Segundo Arnaldo Luiz Corrêa, da Archer Consulting, “as cotações do açúcar em NY convertidas em reais subiram R$ 40 por tonelada para as safras 21/22 e R$ 26 para a safra seguinte. Nos vencimentos curtos, a valorização foi de mais de R$ 50 por tonelada na semana”.

Em Nova York a última sexta-feira (14) fechou mista com pequena variação negativa nas primeiras telas, alta nas intermediárias e baixa nas telas mais longas. No vencimento outubro/20 a commodity fechou praticamente estável em 13.10 centavos de dólar por libra-peso, desvalorização de 1 ponto no comparativo com a véspera.
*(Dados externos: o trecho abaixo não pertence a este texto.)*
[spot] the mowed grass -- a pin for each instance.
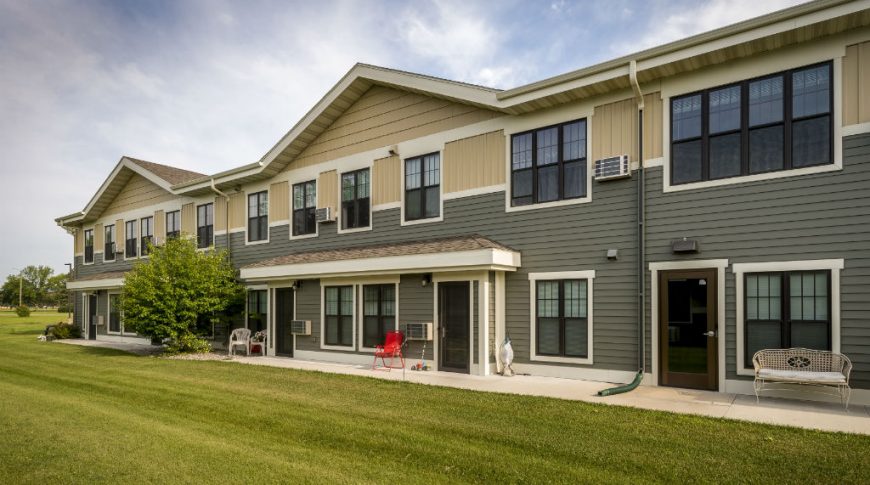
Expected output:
(83, 415)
Já as telas de março e maio de 2021 também desvalorizaram 1 ponto cada.

Ainda segundo Corrêa, da Archer, “várias teorias surgem para justificar os preços mais robustos do açúcar e cada analista pega para si a história que melhor lhe convém. Para não incorrer nos mesmos erros do passado, quando vimos usinas deixarem de fixar os preços do açúcar para exportação a níveis absolutamente remuneradores na vã esperança de que as altas continuariam indefinidamente e, sabedores que somos que não temos como adivinhar o futuro, o melhor que se tem a fazer é agarrar ao que temos de concreto nesse instante ao invés de nos afogarmos em elucubrações sem fim. Ou seja, fixar é uma boa estratégia”.

Analistas ouvidos pela Reuters disseram que uma firme queda na produção da Tailândia em 2019/20 e a possibilidade de um novo declínio em 2020/21 criaram um panorama mais altista para o açúcar, além de preocupações com as perspectivas de produção na Rússia e na União Europeia, que devem compensar a grande fabricação do adoçante no Brasil.
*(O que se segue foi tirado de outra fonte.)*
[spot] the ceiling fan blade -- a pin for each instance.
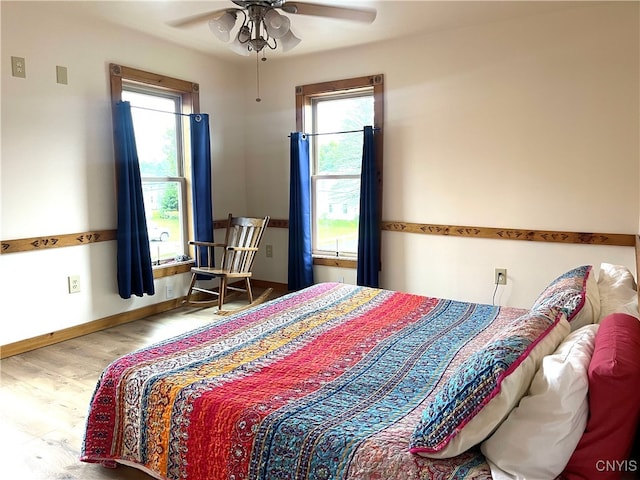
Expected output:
(200, 18)
(364, 15)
“O mercado claramente não está mais preocupado com a produção extra do Brasil. Esse açúcar vai encontrar compradores, agora que Tailândia e Rússia devem produzir muito menos açúcar”, disse em nota para a Reuters o analista do Commonwealth Bank of Australia, Tobin Gorey.

Em Londres o açúcar branco fechou em alta em quase todos os lotes, a única exceção foi o vencimento março/21 que fechou estável. No vencimento outubro/20 a commodity subiu 70 cents de dólar, com a tonelada negociada em US$ 381,20. Os demais vencimentos subiram entre 10 e 80 cents, cada.

No mercado interno o açúcar cristal fechou a sexta-feira em alta de 1,27% no comparativo com a véspera pelos índices do Cepea/Esalq, da USP. A saca de 50 quilos foi negociada em R$ 81,43, contra R$ 80,41 do dia anterior.